Well, this is getting a bit off topic, but anarchy *does* also mean "bad chaos" in the English language. The word has many meanings, only one of which is the political philosophy.
To quote the OED's first definition:
- a. Absence of government; a state of lawlessness due to the absence
or inefficiency of the supreme power; political disorder. b. A theoretical social state in which there is no governing person or body of persons, but each individual has absolute liberty (without implication of disorder).
You seem to be talking of 1.b., but "anarchy" can also refer to simple lawlessness, as in Somalia, or chaotic celebrations following a sports victory.

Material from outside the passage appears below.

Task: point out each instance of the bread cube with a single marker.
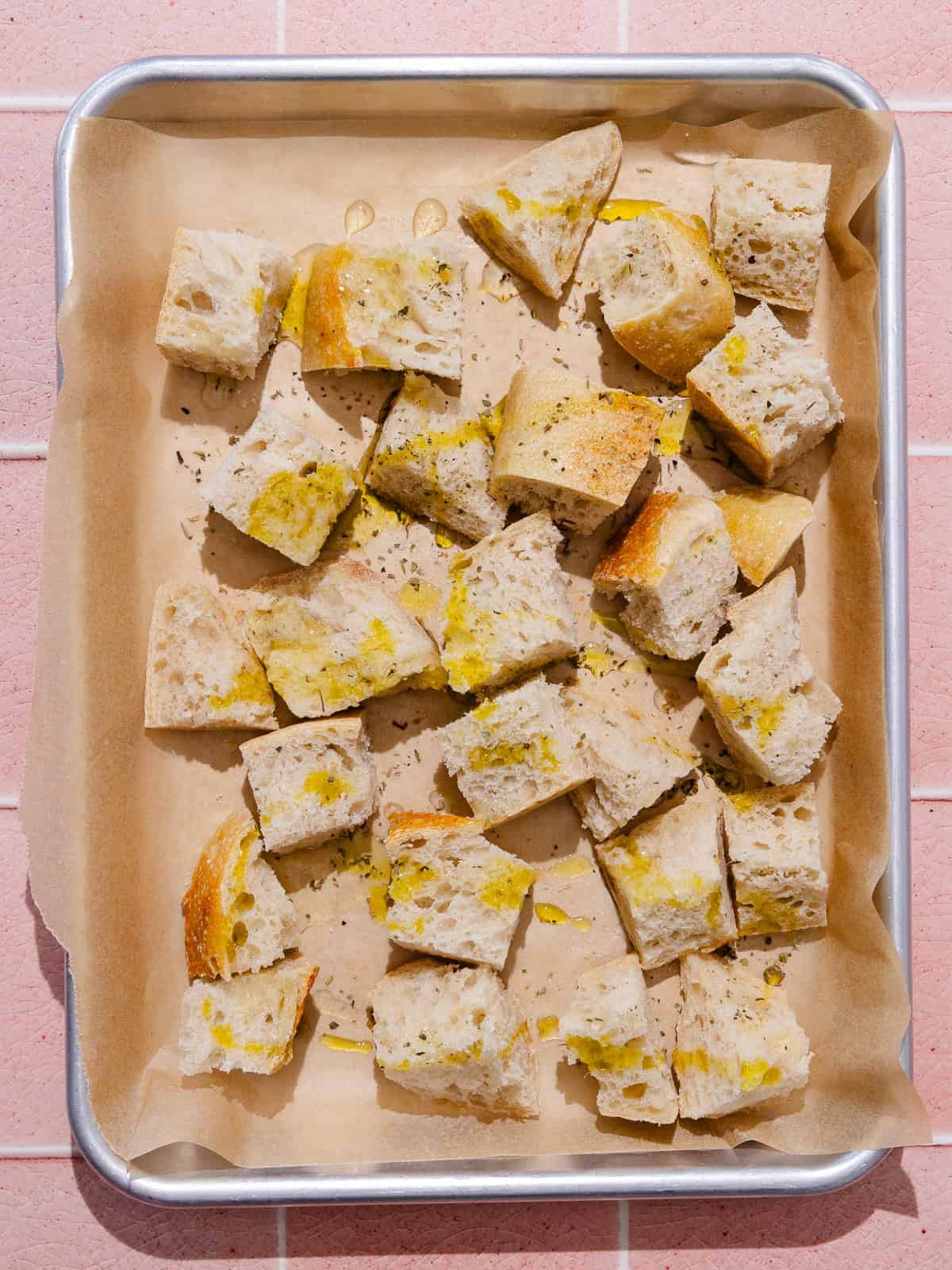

Upon reading the quoted definitions, I find that even 1.a. isn't specifically pejorative, while the comment I quoted is. An absence of government, a state of lawlessness due to absence of "supreme power", a state of lawlessness due to inefficiency of "supreme power", and political disorder are (attempted, at least) objective statements of condition and circumstance. They are not renderings of judgment.
Using the term "anarchy" to describe "chaos that is Bad", on the other hand, is very much a rendering of judgment, not only of that to which the term anarchy is being applied but to the term itself.
Somalia, by the way, is not "simple lawlessness". Somalia suffers within a very, very awful situation that happens to include a rather complex lawlessness.